PMRA Registration No. 25582      PMRA Submission No.       EPA Registration No.

Product Name: VetKem Siphotrol 2000 DOuble Action Premise Treatment

  • Active Ingredient(s)
    • (S)-METHOPRENE
      • Guarantee/concentration .078 %
    • PERMETHRIN
      • Guarantee/concentration .8 %

7. b) Type of formulation.

Application Information

8. Product was applied?

Yes

9. Application Rate.

Unknown

10. Site pesticide was applied to (select all that apply).

Site: Res. - In Home / Rés. - à l'int. maison

11. Provide any additional information regarding application (how it was applied, amount applied, the size of the area treated etc).

At 10 am on Aug 18th 2020, the caller sprayed the product in multiple rooms, using a large amount of spray.

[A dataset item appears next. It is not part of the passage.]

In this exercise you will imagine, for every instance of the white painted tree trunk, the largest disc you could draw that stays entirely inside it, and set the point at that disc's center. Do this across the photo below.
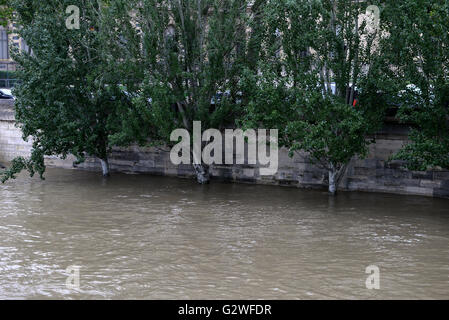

To be determined by Registrant

12. In your opinion, was the product used according to the label instructions?

Unknown

Subform II: Human Incident Report (A separate form for each person affected)

1. Source of Report.

Data Subject

2. Demographic information of data subject

Sex: Male

Age: >19 <=64 yrs / >19 <=64 ans

3. List all symptoms, using the selections below.

System

  • General
    • Symptom - Malaise
  • Gastrointestinal System
    • Symptom - Other
    • Specify - Numb Tongue

4. How long did the symptoms last?

>8 hrs <=24 hrs / > 8 h < = 24 h

5. Was medical treatment provided? Provide details in question 13.

No

6. a) Was the person hospitalized?

No

6. b) For how long?

7. Exposure scenario

Non-occupational

8. How did exposure occur? (Select all that apply)

Application

9. If the exposure occured during application or re-entry, what protective clothing was worn? (select all that apply)

Unknown

10. Route(s) of exposure.

Respiratory

11. What was the length of exposure?

Unknown / Inconnu

12. Time between exposure and onset of symptoms.

Unknown / Inconnu

13. Provide any additional details about the incident (eg. description of the frequency and severity of the symptoms, type of medical treatment, results from medical tests, outcome of the incident, amount of pesticide exposed to, etc.)

Caller said he is experiencing symptoms after spraying. Caller should be removed to a well-ventilated area and the area treated should be ventilated as well. Symptoms expected to be mild and self-limiting.

To be determined by Registrant

14. Severity classification.

Minor

15. Provide supplemental information here.